A total of 1,121 students received bachelor degrees this spring, and event organizers estimated more than 10 times that number visited campus to watch the ceremony Under the Oaks on the lawn in front of West Hall. The event was also streamed live over the Elon University web site for those unable to attend in person.
Elon alumnus Walter Cam Tims ’00 welcomed guests following the national anthem, and senior class president Danielle Durst also spoke to the crowd with a message of appreciation for faculty and staff who guided her classmates’ growth since arriving on campus in fall 2005.
“We have a great deal to look forward to this morning. Our futures are really bright,” Durst said. “This institution has given us the skills to succeed.”
McBride opened his keynote speech by acknowledging his son, Scott, who graduated Elon in 1991 and today serves in the U.S. Army as an Apache helicopter pilot. Scott McBride was on leave from his deployment in Iraq to attend Commencement for his father’s last public remarks before retirement next week after 25 years with the university.

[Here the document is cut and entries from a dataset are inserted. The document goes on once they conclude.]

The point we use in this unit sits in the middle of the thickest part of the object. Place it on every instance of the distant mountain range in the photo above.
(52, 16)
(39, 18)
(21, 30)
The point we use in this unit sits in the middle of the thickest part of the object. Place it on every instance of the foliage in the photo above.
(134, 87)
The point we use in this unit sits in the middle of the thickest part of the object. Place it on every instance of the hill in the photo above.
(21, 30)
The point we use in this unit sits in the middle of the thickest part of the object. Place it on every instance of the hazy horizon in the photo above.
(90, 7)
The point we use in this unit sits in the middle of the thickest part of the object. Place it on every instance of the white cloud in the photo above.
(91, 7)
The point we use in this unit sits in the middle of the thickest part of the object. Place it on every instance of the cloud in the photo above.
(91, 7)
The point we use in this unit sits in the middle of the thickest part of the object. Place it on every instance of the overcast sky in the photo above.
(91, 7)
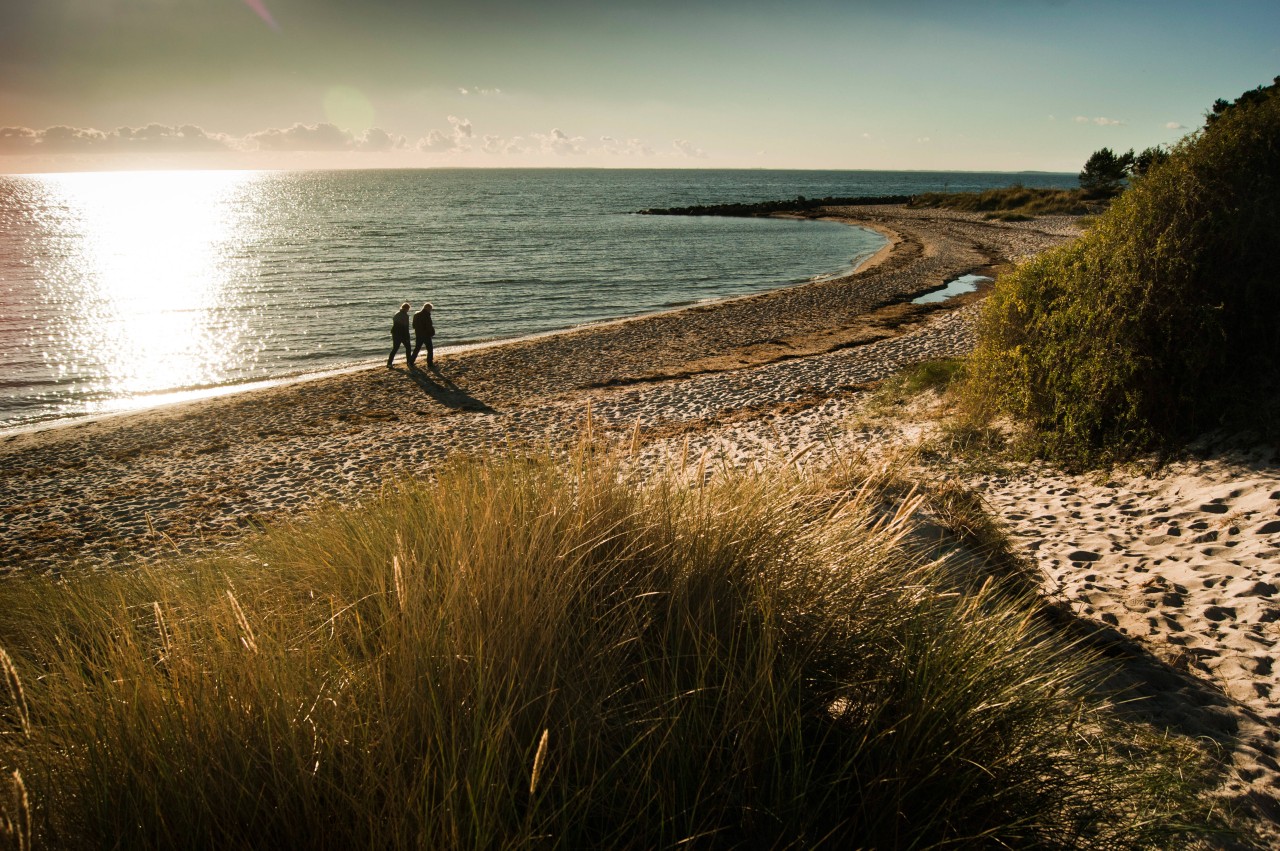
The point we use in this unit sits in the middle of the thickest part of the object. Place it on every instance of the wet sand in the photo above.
(135, 485)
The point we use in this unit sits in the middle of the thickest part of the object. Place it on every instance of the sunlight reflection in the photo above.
(141, 286)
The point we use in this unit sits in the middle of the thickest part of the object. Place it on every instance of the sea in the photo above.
(128, 289)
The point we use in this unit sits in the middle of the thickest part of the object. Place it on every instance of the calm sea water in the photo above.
(124, 289)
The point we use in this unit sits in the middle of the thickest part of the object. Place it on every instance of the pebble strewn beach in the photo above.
(1180, 567)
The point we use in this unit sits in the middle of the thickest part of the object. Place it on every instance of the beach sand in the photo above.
(1173, 568)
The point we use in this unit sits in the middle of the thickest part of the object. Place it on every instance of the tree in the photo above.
(1147, 159)
(1251, 97)
(1104, 172)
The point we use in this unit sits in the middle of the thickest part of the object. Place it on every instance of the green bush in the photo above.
(1011, 204)
(529, 655)
(1161, 318)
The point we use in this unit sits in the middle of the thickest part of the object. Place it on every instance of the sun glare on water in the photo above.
(141, 284)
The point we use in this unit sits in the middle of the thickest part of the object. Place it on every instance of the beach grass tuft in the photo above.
(536, 653)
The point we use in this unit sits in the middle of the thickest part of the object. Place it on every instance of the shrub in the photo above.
(1146, 329)
(534, 655)
(1011, 204)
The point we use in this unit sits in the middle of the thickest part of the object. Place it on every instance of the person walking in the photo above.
(400, 335)
(424, 330)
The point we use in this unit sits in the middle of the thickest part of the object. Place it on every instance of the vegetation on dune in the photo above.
(525, 654)
(1011, 204)
(1161, 318)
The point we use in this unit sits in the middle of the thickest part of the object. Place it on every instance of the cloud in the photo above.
(630, 147)
(379, 140)
(560, 143)
(453, 140)
(82, 140)
(688, 149)
(304, 137)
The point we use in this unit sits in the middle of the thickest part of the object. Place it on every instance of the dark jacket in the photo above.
(400, 326)
(423, 326)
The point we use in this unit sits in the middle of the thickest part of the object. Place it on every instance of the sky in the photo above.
(964, 85)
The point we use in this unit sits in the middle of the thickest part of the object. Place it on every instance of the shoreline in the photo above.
(1170, 571)
(131, 484)
(195, 396)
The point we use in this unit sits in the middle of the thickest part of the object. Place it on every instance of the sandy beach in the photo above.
(1174, 567)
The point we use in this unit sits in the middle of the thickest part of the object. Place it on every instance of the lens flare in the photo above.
(260, 8)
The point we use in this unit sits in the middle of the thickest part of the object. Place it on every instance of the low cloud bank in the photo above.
(458, 138)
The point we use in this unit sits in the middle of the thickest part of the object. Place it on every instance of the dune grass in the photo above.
(529, 653)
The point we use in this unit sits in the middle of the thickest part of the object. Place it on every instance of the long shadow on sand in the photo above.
(440, 388)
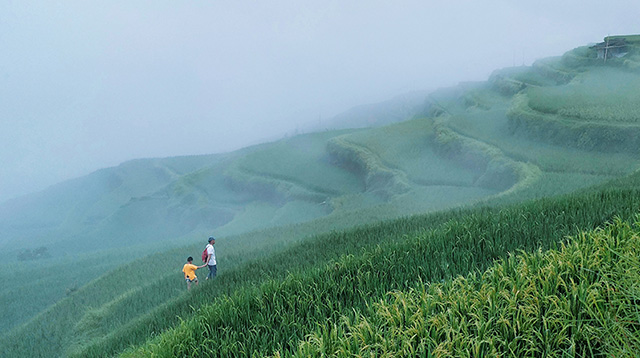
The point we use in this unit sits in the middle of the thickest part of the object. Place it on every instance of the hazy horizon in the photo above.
(86, 86)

“Clearly for us all, the unfinished task is becoming fully human. I pray that your university career has advanced the project, because at Elon your life does matter and we care about your development as a complete person,” McBride said. “But I assure you that becoming fully human is a lifelong project. You do not get to skip it by being intelligent and having the benefit of a university education.
“And your best teachers on this subject may be those who do not have degrees or accolades to hide behind,” he continued. “They simply honor the truth of their own lives through the practice of silence. They turn off distractions and listen to their own voice. They honor the presence of others whose lives are rich with their own potentialities. They honor their inheritance of culture and family. And they honor the sacredness of all things.”
His address ended with a toast to the Class of 2009. Seniors pulled out water bottles that had been placed under their seats.
“My hope for this class is that you will not think of your college years – as some do – as the best years of your life, though I pray they have been very good years,” McBride said. “Rather think that your time at Elon is launching you into a future where ‘the best is yet to be.’”
In his charge to alumni to close the ceremony, Elon President Leo M. Lambert instructed graduates to use what they have learned and experienced over the past four years to make the world better for those less fortunate. He also asked that graduates plant the oak sapling they were to receive at the end of Commencement – a traditional gift to all alumni – to serve as a reminder that they have been prepared by their education to do good.
“As you stand this morning, I charge you to go into the world and take a stand on behalf of someone else, someone without the privilege of your good health, your full belly, your education, your knowledge, your family, your security,” Lambert said. “Your alma mater – your nurturing mother – expects this of you.”
He then posed a second charge.
“It is our conviction that the world needs Elon graduates, that the difference Elon alumni make in the world are important and profound,” Lambert continued. “As you carry the light of Elon named Lumen and Numen into the world with you today, remember that it is also your responsibility to tend the lamp – this university – so that it will shine brightly awaiting your children.”